Nous y voilà, les maîtres de cérémonie du samedi. Ceux qui, tandis qu’encore deux lives se tiennent dans les salles voisines, voient déjà leur fosse se remplir à grand rythme. Les balances commencent à peine que la moitié de la salle est déjà pleine. Faut dire qu’assister à un show d’Elder relève toujours de la félicité. Leur heavy prog très psychédélique et composé avec brio sait déchaîner les passions. Et d’ailleurs, surprise, après « Sanctuary », lorsque le fameux « Compendium » et son groove si dévastateur déferle sur les fidèles, le chaos s’invite enfin à la partie. La tension contenue jusque-là explose la soupape de sécurité tant chérie des festivaliers et les premiers pogos éclatent. C’est le bordel, mais un bordel sale. Les premiers rangs sont tellement bousculés qu’ils parviennent à déplacer les retours. Qu’à cela ne tienne, Jack Donovan les replace d’une pression du pied.
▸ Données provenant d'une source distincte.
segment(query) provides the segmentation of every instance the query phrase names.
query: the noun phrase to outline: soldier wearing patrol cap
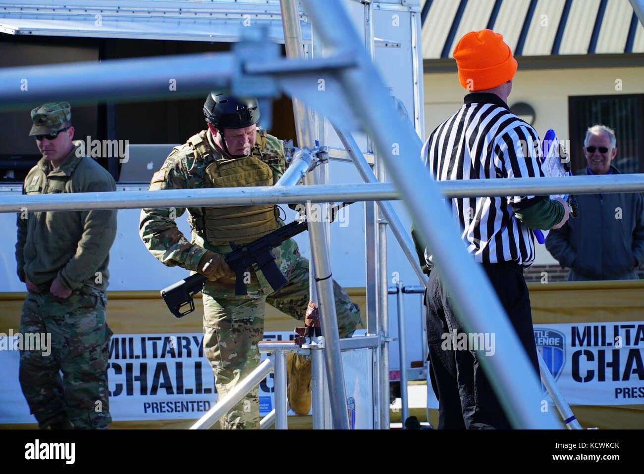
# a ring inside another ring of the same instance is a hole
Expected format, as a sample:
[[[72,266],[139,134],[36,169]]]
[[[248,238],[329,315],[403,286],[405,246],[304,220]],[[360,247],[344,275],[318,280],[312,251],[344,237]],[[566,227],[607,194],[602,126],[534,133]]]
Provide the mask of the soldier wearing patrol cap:
[[[31,115],[29,135],[43,158],[27,174],[23,194],[116,190],[102,167],[77,152],[68,102],[44,104]],[[28,292],[20,332],[50,334],[51,353],[21,351],[23,393],[41,428],[107,428],[112,332],[105,290],[117,212],[28,212],[25,201],[15,246],[18,277]]]
[[[256,100],[211,92],[204,113],[208,129],[176,147],[155,173],[151,190],[271,186],[285,168],[282,142],[256,125]],[[292,239],[276,248],[276,262],[289,284],[274,291],[261,270],[251,272],[247,296],[236,296],[234,273],[224,255],[231,241],[244,244],[283,225],[272,205],[189,208],[190,242],[175,223],[176,209],[144,209],[139,231],[150,252],[168,266],[178,265],[208,278],[204,286],[204,349],[223,397],[260,363],[267,302],[301,320],[309,301],[308,261]],[[334,282],[341,337],[348,337],[360,321],[360,309]],[[310,409],[310,362],[289,360],[289,400],[301,415]],[[256,387],[221,421],[224,428],[259,428]]]

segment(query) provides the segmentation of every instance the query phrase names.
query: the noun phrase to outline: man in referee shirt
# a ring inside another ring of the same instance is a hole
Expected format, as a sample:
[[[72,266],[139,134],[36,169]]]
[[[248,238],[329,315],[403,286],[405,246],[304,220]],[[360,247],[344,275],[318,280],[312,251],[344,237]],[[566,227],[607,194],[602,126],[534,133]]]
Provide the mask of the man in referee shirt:
[[[423,147],[432,176],[440,180],[543,176],[536,132],[506,104],[517,63],[503,37],[489,30],[468,33],[457,44],[454,58],[460,84],[471,93]],[[532,229],[561,227],[568,219],[568,205],[547,196],[522,196],[453,199],[451,208],[463,242],[483,266],[538,374],[523,269],[535,259]],[[425,260],[431,268],[429,253],[425,251]],[[430,273],[425,303],[439,428],[509,428],[476,352],[445,343],[455,331],[457,338],[467,333],[454,312],[453,296],[437,273]]]

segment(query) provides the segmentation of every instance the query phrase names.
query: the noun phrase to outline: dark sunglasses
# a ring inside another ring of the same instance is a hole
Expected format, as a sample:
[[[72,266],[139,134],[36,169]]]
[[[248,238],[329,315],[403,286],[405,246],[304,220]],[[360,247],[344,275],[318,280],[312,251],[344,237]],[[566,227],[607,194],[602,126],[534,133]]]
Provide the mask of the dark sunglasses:
[[[597,149],[597,147],[586,147],[586,151],[589,153],[594,153],[595,150]],[[605,153],[608,151],[608,149],[606,147],[599,147],[600,153]]]
[[[51,140],[56,140],[57,138],[58,138],[58,134],[59,134],[59,133],[61,133],[62,132],[64,132],[66,130],[68,130],[69,128],[70,128],[69,127],[67,127],[64,128],[64,129],[61,129],[57,132],[54,132],[53,133],[50,133],[48,135],[34,135],[33,137],[37,140],[38,140],[39,141],[40,141],[41,140],[42,140],[43,138],[46,138],[47,140],[48,140],[50,141],[51,141]]]

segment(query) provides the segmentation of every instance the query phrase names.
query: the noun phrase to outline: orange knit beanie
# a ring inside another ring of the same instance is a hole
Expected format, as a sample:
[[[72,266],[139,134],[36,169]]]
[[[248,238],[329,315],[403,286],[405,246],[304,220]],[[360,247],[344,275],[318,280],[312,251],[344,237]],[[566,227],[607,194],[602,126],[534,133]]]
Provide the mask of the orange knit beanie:
[[[468,91],[491,89],[516,72],[516,60],[503,36],[491,30],[466,33],[454,48],[459,80]]]

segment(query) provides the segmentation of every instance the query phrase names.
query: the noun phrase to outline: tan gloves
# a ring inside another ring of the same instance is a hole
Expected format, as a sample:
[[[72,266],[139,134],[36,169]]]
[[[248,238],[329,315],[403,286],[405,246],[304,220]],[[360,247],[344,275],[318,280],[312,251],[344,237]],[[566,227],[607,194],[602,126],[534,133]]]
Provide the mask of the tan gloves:
[[[234,278],[235,274],[223,260],[223,257],[218,253],[208,251],[199,260],[198,269],[200,273],[214,282],[222,277]]]

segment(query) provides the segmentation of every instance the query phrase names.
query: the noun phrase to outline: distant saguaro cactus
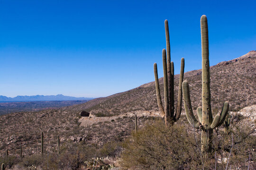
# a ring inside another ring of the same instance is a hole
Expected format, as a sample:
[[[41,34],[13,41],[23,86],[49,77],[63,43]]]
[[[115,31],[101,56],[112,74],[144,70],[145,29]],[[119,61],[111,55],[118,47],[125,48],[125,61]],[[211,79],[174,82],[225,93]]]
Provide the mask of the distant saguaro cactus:
[[[58,153],[60,154],[60,136],[58,135]]]
[[[224,121],[229,110],[229,102],[224,102],[220,114],[213,119],[210,105],[210,64],[207,18],[205,15],[201,19],[202,46],[202,108],[197,108],[199,121],[193,114],[189,93],[189,86],[187,81],[183,83],[184,107],[188,121],[195,128],[201,129],[201,151],[204,157],[208,157],[211,152],[213,129],[220,126]]]
[[[44,136],[43,132],[41,133],[41,152],[42,154],[44,154]]]
[[[224,132],[225,132],[225,138],[224,138],[224,141],[226,141],[228,139],[228,136],[229,135],[229,126],[230,125],[230,119],[231,119],[231,116],[229,115],[229,114],[227,115],[226,116],[226,119],[225,119],[225,121],[223,122],[223,125],[224,127]]]
[[[5,168],[6,168],[6,166],[5,166],[4,163],[2,163],[2,166],[1,166],[1,170],[5,170]]]
[[[137,132],[138,130],[138,126],[137,124],[137,115],[135,115],[135,132]]]
[[[180,119],[182,105],[182,82],[184,75],[184,58],[181,59],[181,72],[180,74],[180,81],[179,83],[179,91],[178,94],[178,102],[174,112],[174,62],[171,62],[171,54],[170,50],[170,37],[169,35],[169,27],[168,21],[165,21],[165,36],[167,49],[163,49],[162,51],[163,65],[164,67],[164,86],[165,95],[165,109],[163,106],[162,98],[160,93],[158,75],[157,73],[157,66],[156,63],[154,64],[155,79],[155,90],[157,104],[160,110],[160,115],[162,118],[165,118],[165,126],[173,125],[174,122]]]

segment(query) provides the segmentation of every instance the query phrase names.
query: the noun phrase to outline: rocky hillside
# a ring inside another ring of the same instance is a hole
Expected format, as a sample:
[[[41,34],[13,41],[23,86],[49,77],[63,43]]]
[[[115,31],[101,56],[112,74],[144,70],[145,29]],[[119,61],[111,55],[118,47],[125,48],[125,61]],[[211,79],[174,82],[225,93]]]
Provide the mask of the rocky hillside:
[[[233,110],[255,103],[256,69],[256,51],[211,67],[214,111],[219,109],[226,100],[229,101]],[[200,104],[201,74],[201,70],[198,70],[187,72],[184,75],[185,79],[190,82],[192,100],[195,109]],[[178,76],[175,76],[176,88]],[[162,79],[160,80],[160,83],[163,82]],[[162,83],[161,86],[163,88]],[[176,92],[177,90],[176,89]],[[47,151],[56,149],[57,135],[61,137],[62,145],[79,141],[102,145],[108,141],[121,141],[134,129],[133,113],[157,112],[155,93],[154,82],[151,82],[125,92],[93,99],[83,104],[60,109],[14,113],[0,116],[1,154],[4,155],[6,149],[10,154],[14,154],[15,151],[16,154],[18,154],[20,144],[25,155],[40,153],[41,131],[44,132]],[[121,116],[107,120],[102,119],[89,126],[80,126],[79,112],[82,110],[98,116]],[[152,119],[158,119],[144,116],[143,114],[138,115],[139,128]],[[179,123],[186,121],[184,117],[184,115],[182,116],[182,120]]]
[[[221,109],[226,101],[229,102],[230,109],[233,110],[238,110],[256,103],[256,51],[211,66],[210,71],[211,103],[214,113]],[[194,109],[201,104],[201,69],[184,74],[184,78],[190,84]],[[153,73],[152,76],[154,76]],[[179,75],[175,75],[176,97],[178,79]],[[160,78],[160,83],[163,93],[163,78]],[[162,94],[162,96],[163,96]],[[177,97],[175,98],[177,99]],[[64,109],[76,111],[85,110],[96,116],[117,115],[138,110],[157,111],[155,82],[123,93],[95,99],[84,104],[66,107]]]

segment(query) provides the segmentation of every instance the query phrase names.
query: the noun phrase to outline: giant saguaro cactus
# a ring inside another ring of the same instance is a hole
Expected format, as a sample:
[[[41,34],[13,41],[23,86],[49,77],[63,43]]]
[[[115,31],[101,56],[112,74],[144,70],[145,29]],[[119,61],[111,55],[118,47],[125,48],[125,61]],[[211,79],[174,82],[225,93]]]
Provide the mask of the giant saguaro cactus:
[[[202,46],[202,108],[197,108],[199,121],[195,118],[190,101],[189,85],[186,81],[183,83],[184,107],[188,121],[195,128],[201,129],[201,150],[205,157],[211,151],[211,136],[213,129],[220,126],[225,120],[229,110],[229,102],[225,102],[220,114],[213,119],[210,105],[209,52],[207,18],[201,17],[201,38]]]
[[[163,106],[162,98],[161,97],[157,73],[157,66],[156,63],[154,64],[155,72],[155,90],[157,99],[157,104],[162,117],[165,118],[165,125],[172,125],[174,122],[177,121],[181,116],[181,107],[182,103],[182,82],[184,75],[184,58],[181,60],[181,73],[180,74],[180,82],[179,84],[179,92],[178,94],[178,102],[174,113],[174,62],[171,62],[171,55],[170,51],[170,38],[169,35],[169,27],[168,21],[165,21],[165,36],[166,39],[166,51],[163,49],[163,65],[164,67],[164,86],[165,95],[165,109]]]

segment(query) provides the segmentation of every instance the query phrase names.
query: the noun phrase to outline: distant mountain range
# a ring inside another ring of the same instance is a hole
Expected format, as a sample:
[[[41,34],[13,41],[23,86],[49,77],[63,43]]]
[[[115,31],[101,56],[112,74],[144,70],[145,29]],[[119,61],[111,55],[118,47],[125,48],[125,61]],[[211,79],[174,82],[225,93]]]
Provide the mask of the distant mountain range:
[[[93,98],[67,96],[62,94],[56,95],[37,95],[33,96],[17,96],[15,97],[8,97],[3,95],[0,95],[0,102],[88,100],[93,99]]]

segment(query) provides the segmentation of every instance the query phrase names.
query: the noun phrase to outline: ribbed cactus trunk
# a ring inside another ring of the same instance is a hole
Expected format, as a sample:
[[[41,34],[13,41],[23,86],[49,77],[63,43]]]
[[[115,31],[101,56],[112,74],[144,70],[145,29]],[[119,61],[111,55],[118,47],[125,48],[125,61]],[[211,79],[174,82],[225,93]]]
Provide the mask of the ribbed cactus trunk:
[[[137,115],[135,115],[135,132],[137,132],[138,130],[138,126],[137,124]]]
[[[201,151],[204,157],[207,158],[211,152],[212,135],[213,128],[220,126],[224,122],[229,104],[225,102],[220,114],[213,119],[210,105],[209,50],[207,18],[203,15],[201,19],[202,47],[202,107],[197,110],[199,121],[195,118],[192,110],[189,93],[189,86],[187,81],[183,83],[183,98],[186,116],[188,121],[195,128],[201,129]]]
[[[43,132],[41,133],[41,153],[42,154],[44,154],[44,136]]]
[[[174,112],[174,62],[171,62],[170,36],[169,34],[169,26],[167,20],[165,21],[165,26],[167,50],[163,49],[162,51],[163,66],[164,68],[164,94],[165,95],[164,108],[163,106],[162,98],[160,93],[156,63],[154,63],[154,68],[157,104],[158,105],[160,115],[162,118],[165,118],[165,126],[167,127],[170,125],[173,125],[174,122],[178,121],[180,117],[182,105],[182,82],[183,81],[184,75],[184,59],[182,58],[179,91],[178,94],[178,102],[176,112]]]
[[[207,18],[205,15],[201,17],[201,41],[202,48],[202,122],[204,128],[201,130],[202,152],[211,152],[212,114],[210,106],[210,78],[209,49],[208,42],[208,26]]]
[[[22,145],[20,143],[20,158],[22,158]]]
[[[60,136],[58,135],[58,153],[60,154]]]
[[[5,170],[6,167],[5,166],[5,164],[4,164],[4,163],[2,163],[2,166],[1,166],[1,170]]]

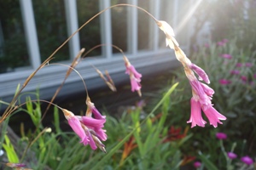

Au milieu du pit, ça bouge presque trop, des lunettes se perdent puis se retrouvent, un mec monte sur scène pour un slam, deux types trop bourrés manque de se taper dessus, bref une belle pagaille. À croire que tout le Keep It Low est venu se finir dans ce merdier. L’agitation étire les lèvres des musiciens en un sourire satisfait et les invite à donner encore plus du leur. Les patrons exécutent leurs titres sans rien mettre à côté. Une presta exemplaire, impeccable, à l’image du sound system. Pas de « Blind » en guise de rappel ce coup-ci malheureusement, mais la non moins génialissime « The Falling Veil » issue de cette pépite d’album qu’est Reflection of a Floating World. Puis la fin survient, comme toujours trop tôt, trop brutalement.

On ressort alors de là comblé, hébété, les bras chargés des produits du merch et les oreilles d’acouphènes. Le Keep it Low a transformé l’essai et se grave désormais parmi la liste des festivals incontournables de l’automne. Ne le manquez plus.